The discussion, moderated by Alexandria Gazette reporter and local historian Michael Lee Pope, examined the qualifications of the job both as written by the city and from more hands-on experience.
“The city manager is the one who runs the city,” said former City Council member David Speck. “Think about the budget. When the City Council goes through all the work to adopt the budget, whose budget are they adopting? The city manager’s. The process starts with the city manager presenting the budget.”
Philip Sunderland, the city’s city manager for four years, outlined some of the big-picture details of the position. The city manager is appointed by the Mayor and City Council and acts as the “CEO of the executive branch” in that he is in charge of running the day-to-day operations of the city.
Sunderland, a former lawyer, said he took a very analytical approach when he started as city manager but said any prospective hire needs to be just as savvy with handling the political side of the job.
One of the main takeaways is that former City Manager Vola Lawson, who held the office from 1985-2000 and died in 2013, still casts a large shadow over the job and helped shape it into what it is today. When Speck asked the audience to name one city manager from the past, he was met with a chorus of “Vola Lawson” responses. Her name is still represented in various places around the city, like the Vola Lawson Animal Shelter and Vola’s Dockside Grill.
“[Lawson] defined a lot of that role,” Speck said.
Janet Barnett, executive director of Senior Services of Alexandria and former deputy director of the Alexandria Department of Recreation, Parks and Cultural Activities, said Lawson was very intelligent and very connected with the day-to-day operations of the city. Barnett said Lawson would receive daily bulletins from each city department to know about even seemingly minor issues before they could balloon into major problems.
“Vola owned this city,” Barnett said. “She cared deeply about it and she took great responsibility. This city was her baby.”
Barnett said Lawson’s legacy indicates that there’s something to be said for hiring within the city and getting someone who is already familiar with a lot of the inner workings and details of Alexandria.
Speck agreed, saying that there are job requirements beyond what’s on those listed on paper by the city. Speck also noted that, due to the academic limits, Lawson would not have been qualified for the position as it’s written today because she hadn’t had the necessary degrees.
“You can’t reduce the requirements and qualifications to open the field more broadly, but it’s always interested me that someone who has been such a dominant figure in Alexandria history and government is someone who would not meet the modern qualifications to be the city manager,” Speck said. “I think that’s one of the things that has, at least at some level, made Alexandria more special: it has recognized that there are people who otherwise might not otherwise fit the mold who have performed very well in a variety of different functions for the city.”

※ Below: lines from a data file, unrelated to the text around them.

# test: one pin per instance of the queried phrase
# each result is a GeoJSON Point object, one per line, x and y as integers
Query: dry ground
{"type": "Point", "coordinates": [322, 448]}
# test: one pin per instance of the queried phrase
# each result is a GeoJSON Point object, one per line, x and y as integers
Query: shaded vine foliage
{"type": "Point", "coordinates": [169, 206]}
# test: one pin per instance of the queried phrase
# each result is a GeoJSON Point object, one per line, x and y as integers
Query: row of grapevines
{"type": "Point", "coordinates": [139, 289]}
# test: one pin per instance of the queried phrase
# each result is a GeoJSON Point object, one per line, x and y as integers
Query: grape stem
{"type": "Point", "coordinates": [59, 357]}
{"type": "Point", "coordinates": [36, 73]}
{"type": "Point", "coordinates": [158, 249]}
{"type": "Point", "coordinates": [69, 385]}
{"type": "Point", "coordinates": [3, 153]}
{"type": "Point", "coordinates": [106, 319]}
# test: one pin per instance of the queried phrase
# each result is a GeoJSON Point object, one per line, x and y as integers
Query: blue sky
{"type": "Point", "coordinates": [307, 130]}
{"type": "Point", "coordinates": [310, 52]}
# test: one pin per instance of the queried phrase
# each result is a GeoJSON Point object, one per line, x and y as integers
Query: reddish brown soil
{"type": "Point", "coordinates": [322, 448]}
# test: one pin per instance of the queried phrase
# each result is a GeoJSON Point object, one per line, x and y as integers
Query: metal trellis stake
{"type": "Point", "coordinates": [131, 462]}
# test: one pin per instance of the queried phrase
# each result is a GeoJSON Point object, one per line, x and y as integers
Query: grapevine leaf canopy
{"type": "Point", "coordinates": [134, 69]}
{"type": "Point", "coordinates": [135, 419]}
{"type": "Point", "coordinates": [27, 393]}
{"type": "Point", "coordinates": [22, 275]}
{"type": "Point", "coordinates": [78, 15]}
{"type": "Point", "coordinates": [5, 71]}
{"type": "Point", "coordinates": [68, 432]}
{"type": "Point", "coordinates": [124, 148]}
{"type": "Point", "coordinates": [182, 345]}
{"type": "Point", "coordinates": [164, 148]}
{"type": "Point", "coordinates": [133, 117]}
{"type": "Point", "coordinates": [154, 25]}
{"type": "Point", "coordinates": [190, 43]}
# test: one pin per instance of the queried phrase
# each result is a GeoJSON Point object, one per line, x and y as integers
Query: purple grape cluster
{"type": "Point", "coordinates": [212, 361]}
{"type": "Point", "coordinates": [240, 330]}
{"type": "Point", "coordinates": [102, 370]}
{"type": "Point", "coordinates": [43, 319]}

Speck said candidates who are already from the city have special advantages that may not come across on a resume.
“You can find lots of people who are very skilled in being a city manager; great background, great experience, but they’re not from here,” Speck said. “You can’t expect someone to learn how to be a good city manager on the job, but the difficulty is in learning about the subtleties and nuances. It’s a hard job to master when you’re coming in new to figure out what the next street over is when you’re going somewhere, and that’s tough. If you can find someone who already has familiarity with this area, you get one step ahead in the ability for that person to acclimate to this special community.”
The city is currently in the final stages of its city manager search, with a new manager expected to be announced before the end of the year.